Give it some beans for overtaking and the otherwise quiet and refined little diesel starts to show its clattery side, but only ever in short bursts.
There’s no denying the SR, with its punchy 1.6-litre turbo, is the pick of the bunch though.
It may not be an all-new powertrain, dating back to its first appearance in the now aging Veloster but progressive changes have made the i30 SR feel more responsive and refined than it does in the Veloster.
The dual-clutch auto is a smart match to the for the turbo motor, with smooth gear changes of its own accord, and quick reaction when asked to manually shift via the steering wheel paddles.
Despite being the most powerful variant available at present, the SR doesn’t necessarily feel all that quick nor is it overflowing with character, but as an integral package the SR delivers with well weighted steering and secure roadholding.
The torsion beam rear suspension in all other models is slightly less sophisticated over heavy hits and small frequency bumps, and the steering in the diesel models can feel a little more elastic in its weighting.
As is the case with the rest of Hyundai’s range, a local suspension tuning program ensures the i30 meets the demands of Australian road conditions and the preferences of local drivers.
ANCAP Rating: 5 Stars – this model scored 35.01 out of 37 possible points when tested in 2017. Crash testing was conducted by ANCAP on the structurally similar Hyundai Elantra, with technical data supplied to ANCAP confirming the same level of crashworthiness for the i30
Safety Features: All i30 models come with seven airbags (dual front, front seat side, full-length curtain, and driver’s knee), electronic traction and stability control, and ABS brakes with brake assist.
High-end models include blind spot detection with lane change assist, driver attention alert, lane keeping assist, rear cross traffic alert, adaptive cruise control, and tyre pressure monitoring. Some features aren’t available in conjunction with a manual transmission, your Hyundai dealer can provide more info.
TMR VERDICT | OVERALL
In each of the five available i30 models Hyundai has struck the right mix of value-oriented features, safety, and comfort and wrapped the whole package in a stylish (if slightly unadventurous) new design.
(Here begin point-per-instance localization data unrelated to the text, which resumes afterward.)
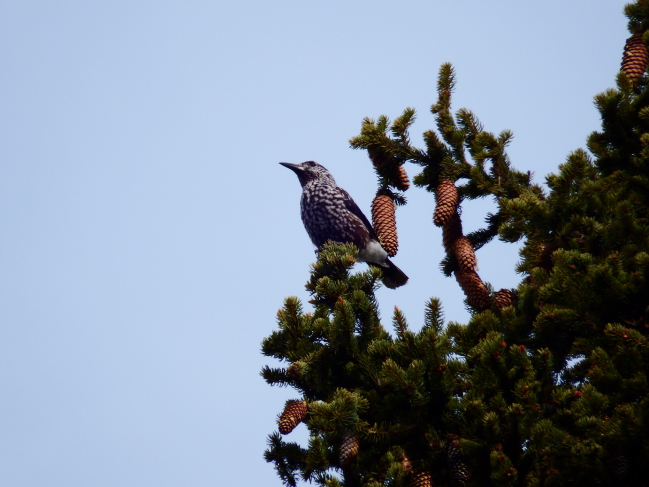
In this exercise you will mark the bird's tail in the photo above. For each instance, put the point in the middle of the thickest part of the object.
(393, 277)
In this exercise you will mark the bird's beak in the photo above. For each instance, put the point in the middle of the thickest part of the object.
(296, 168)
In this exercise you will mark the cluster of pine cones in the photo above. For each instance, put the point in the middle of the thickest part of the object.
(455, 243)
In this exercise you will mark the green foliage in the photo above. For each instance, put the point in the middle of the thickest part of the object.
(550, 389)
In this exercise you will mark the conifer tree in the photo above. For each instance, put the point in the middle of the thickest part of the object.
(546, 385)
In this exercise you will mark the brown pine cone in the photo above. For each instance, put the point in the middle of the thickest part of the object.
(474, 289)
(460, 472)
(293, 369)
(401, 180)
(421, 478)
(348, 448)
(446, 196)
(376, 158)
(465, 255)
(385, 224)
(405, 464)
(451, 231)
(635, 58)
(545, 259)
(504, 297)
(293, 415)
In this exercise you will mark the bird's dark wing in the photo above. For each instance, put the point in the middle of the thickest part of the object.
(353, 208)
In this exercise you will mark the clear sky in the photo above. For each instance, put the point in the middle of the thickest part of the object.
(148, 235)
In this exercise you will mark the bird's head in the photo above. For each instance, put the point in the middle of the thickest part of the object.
(310, 171)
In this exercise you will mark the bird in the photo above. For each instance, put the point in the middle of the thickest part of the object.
(329, 213)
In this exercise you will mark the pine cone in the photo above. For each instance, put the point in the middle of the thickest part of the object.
(293, 415)
(635, 58)
(376, 158)
(348, 448)
(293, 369)
(451, 231)
(401, 180)
(620, 467)
(421, 478)
(405, 464)
(545, 259)
(465, 255)
(504, 297)
(446, 196)
(460, 473)
(474, 289)
(385, 224)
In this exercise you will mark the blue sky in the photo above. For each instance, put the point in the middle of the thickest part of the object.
(149, 235)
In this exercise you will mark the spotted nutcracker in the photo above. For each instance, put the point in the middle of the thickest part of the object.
(329, 213)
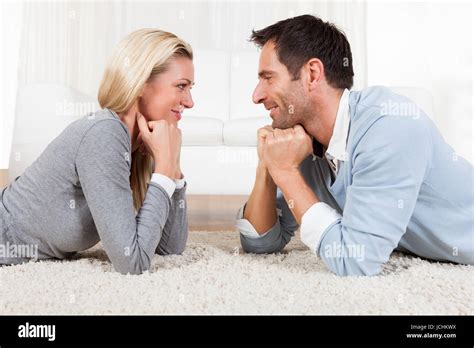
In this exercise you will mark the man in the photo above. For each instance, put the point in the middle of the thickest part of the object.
(360, 173)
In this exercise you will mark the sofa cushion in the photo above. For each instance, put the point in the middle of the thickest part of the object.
(243, 80)
(211, 91)
(203, 131)
(243, 131)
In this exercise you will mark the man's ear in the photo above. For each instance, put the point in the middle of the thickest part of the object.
(315, 70)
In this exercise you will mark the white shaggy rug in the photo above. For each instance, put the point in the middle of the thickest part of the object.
(213, 276)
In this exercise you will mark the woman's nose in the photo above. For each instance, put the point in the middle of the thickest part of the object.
(188, 101)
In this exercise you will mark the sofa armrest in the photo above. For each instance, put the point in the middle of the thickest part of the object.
(3, 177)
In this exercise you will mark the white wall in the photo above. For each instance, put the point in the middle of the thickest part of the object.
(427, 44)
(69, 42)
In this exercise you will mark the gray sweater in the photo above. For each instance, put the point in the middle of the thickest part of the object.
(78, 193)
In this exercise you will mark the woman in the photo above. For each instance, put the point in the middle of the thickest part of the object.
(105, 168)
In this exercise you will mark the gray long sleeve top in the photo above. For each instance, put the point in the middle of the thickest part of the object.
(78, 192)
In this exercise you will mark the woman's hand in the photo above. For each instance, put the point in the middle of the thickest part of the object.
(163, 141)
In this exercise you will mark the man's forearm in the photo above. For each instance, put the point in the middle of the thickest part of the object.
(298, 195)
(261, 206)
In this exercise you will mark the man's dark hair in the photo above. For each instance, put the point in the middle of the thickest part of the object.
(301, 38)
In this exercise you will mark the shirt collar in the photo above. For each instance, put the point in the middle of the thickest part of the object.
(337, 144)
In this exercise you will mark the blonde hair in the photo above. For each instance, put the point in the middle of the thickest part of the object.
(139, 56)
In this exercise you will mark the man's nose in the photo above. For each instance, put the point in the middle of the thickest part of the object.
(258, 95)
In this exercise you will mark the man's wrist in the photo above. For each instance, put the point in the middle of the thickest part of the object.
(264, 175)
(284, 177)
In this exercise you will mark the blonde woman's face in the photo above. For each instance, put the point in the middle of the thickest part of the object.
(166, 95)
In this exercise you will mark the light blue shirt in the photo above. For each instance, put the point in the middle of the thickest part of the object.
(400, 187)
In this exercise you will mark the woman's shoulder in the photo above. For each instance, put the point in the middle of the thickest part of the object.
(104, 123)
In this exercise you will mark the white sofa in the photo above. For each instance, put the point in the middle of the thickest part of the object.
(219, 133)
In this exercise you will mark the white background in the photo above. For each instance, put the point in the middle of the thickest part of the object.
(421, 44)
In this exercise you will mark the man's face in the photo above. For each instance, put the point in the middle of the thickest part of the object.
(284, 98)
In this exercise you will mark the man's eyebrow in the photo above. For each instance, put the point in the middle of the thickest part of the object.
(188, 81)
(265, 72)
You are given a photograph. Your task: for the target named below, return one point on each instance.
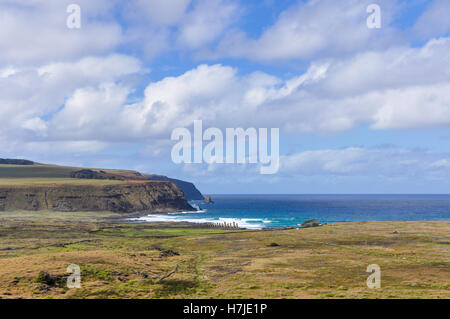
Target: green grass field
(21, 182)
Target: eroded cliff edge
(151, 197)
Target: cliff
(121, 197)
(189, 189)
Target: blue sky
(359, 110)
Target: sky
(359, 109)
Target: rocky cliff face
(123, 197)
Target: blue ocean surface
(272, 211)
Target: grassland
(30, 182)
(123, 260)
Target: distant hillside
(189, 189)
(11, 161)
(28, 169)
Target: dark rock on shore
(122, 197)
(189, 189)
(311, 223)
(208, 200)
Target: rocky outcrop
(90, 174)
(311, 223)
(189, 189)
(208, 200)
(121, 197)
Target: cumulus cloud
(434, 22)
(401, 88)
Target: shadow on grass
(171, 287)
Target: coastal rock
(121, 197)
(208, 200)
(311, 223)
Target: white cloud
(434, 21)
(356, 161)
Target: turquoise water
(268, 211)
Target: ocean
(272, 211)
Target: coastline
(127, 260)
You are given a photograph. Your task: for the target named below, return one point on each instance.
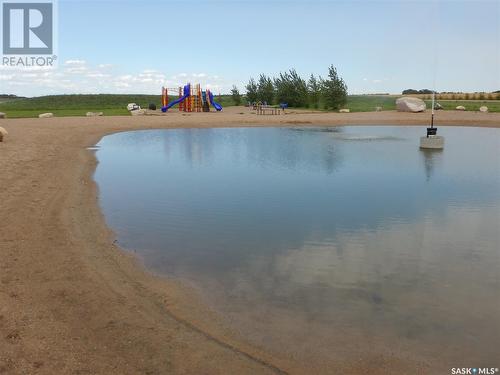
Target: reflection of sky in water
(353, 230)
Against its warm hatch competitors the i30 SR stands out as an excellent segment contender, and also shows that Hyundai has room for much more with the arrival of its upcoming hot hatch developed by Hyundai’s high-performance N division.
In fact, Hyundai’s latest small car is more convincing across the board than it ever has been, delivering even better value to Australian customers than before and bolstering the i30’s enviable reputation even further.